I mentioned Cricket 97 at the top of the story because, in practice, the control mechanism for Real Cricket 18 is pretty similar. You pick a direction to hit the ball and, if you’re using the “pro” controls, one of three options: push, stroke or loft. Push is basically your option for nudging singles around the inner circle, while stroke opens up more forceful drives, cuts and hook shots.

From there, you can choose to play on the front foot, back foot, advance down the wicket, or leave the ball entirely. The latter is most helpful for test matches, while dancing down the pitch is a necessity for getting boundaries late in an innings when half the field is sitting on the boundary rope. The timing changes substantially depending on the speed of the delivery, so there’s a bit of depth to that as well.

Most of the animations are decent enough, and the AI puts up a last hurrah at the end that ensures that even on lower difficulty levels you’ll get a modicum of difficulty. Grinding out a century in a Test Match is also a handy way to burn through a less than enticing movie at home, a long train commute or lengthy roadtrip. The game also services stat nerds well throughout, with a fully fledged DRS system (which you’re encouraged to use through some truly woeful umpiring decisions), and various graphs and statistics to track the course of an innings.

It’s also worth noting that if you do pay to remove ads, you don’t get the “strategic timeout” ad mid-innings in modes other than the IPL. The “strategic timeout” is something that only exists in that league, but I’m not sure why it keeps prompting me to pay for something I’ve already paid for.

And while I’m glad it doesn’t crop up in tests, that part is a crappy user experience. The excessive monetisation of things like gloves, equippable bats, and shoes isn’t great either. This is a singleplayer only experience, and you can ignore them entirely or just stick to equipping what you unlock as your player level rises. But the idea of buying a ball or bat that performs better undermines part of the experience of crafting a well-rounded team.

But if EA were to make a cricket game in 2018, let’s face it: it’d probably be on mobile, and it’d probably be monetised like this.

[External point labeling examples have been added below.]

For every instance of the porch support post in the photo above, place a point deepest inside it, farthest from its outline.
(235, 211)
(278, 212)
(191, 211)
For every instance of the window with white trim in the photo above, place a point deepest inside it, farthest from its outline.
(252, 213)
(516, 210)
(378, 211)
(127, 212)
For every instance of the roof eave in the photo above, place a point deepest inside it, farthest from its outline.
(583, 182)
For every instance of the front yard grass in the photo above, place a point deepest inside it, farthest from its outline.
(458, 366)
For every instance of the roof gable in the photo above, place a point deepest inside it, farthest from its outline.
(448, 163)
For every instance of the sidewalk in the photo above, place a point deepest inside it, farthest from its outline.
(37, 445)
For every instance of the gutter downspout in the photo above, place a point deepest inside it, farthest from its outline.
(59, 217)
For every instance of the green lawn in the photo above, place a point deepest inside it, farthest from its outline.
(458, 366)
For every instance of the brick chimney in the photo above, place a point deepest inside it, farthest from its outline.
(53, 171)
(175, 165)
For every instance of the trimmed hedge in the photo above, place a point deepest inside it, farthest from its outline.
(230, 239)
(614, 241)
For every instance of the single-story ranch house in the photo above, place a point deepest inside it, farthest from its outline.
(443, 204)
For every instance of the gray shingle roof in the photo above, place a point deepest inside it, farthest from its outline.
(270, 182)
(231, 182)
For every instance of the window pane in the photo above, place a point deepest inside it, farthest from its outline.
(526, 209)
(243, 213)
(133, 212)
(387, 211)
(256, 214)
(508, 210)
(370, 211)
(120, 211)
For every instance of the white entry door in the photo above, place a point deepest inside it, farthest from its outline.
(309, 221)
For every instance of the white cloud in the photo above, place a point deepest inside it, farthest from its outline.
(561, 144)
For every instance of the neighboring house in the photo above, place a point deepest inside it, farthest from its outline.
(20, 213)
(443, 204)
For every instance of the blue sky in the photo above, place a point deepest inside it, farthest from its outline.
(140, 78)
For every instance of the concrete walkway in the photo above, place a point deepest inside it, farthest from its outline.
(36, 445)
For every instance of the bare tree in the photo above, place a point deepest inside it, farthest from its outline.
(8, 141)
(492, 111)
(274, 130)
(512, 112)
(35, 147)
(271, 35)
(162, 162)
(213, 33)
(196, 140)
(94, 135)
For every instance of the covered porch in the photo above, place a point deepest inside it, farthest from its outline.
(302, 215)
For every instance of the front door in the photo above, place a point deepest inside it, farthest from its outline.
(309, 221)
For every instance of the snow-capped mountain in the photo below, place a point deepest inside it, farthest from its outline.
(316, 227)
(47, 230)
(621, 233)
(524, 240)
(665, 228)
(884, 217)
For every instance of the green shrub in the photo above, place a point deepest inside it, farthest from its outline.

There’s functional stuff I’d like changed, mind you. You can only set fielders to a limited range of preset positions, and the UI for changing field is woeful. If you want to move third man, for instance, the screen transitions to the camera on the other side of the field, like you’re changing to the opposite TV camera. It’s slow and a right pain in the arse. Not being able to carry seasons over or have some kind of pure simulation is a missed opportunity too – the game lets you autoplay entire innings and matches, so why not build a whole mode around that?

But all of that aside, it’s a shame Cricket Australia didn’t give the contract to Nautilus. Real Cricket‘s an infinitely better product, doesn’t run like arse, and has plenty of echoes from the classic cricket games of eras past. It’s not perfect, but it’s plenty playable, and it’s a hell of a lot more fun than watching India spank Australia around the park.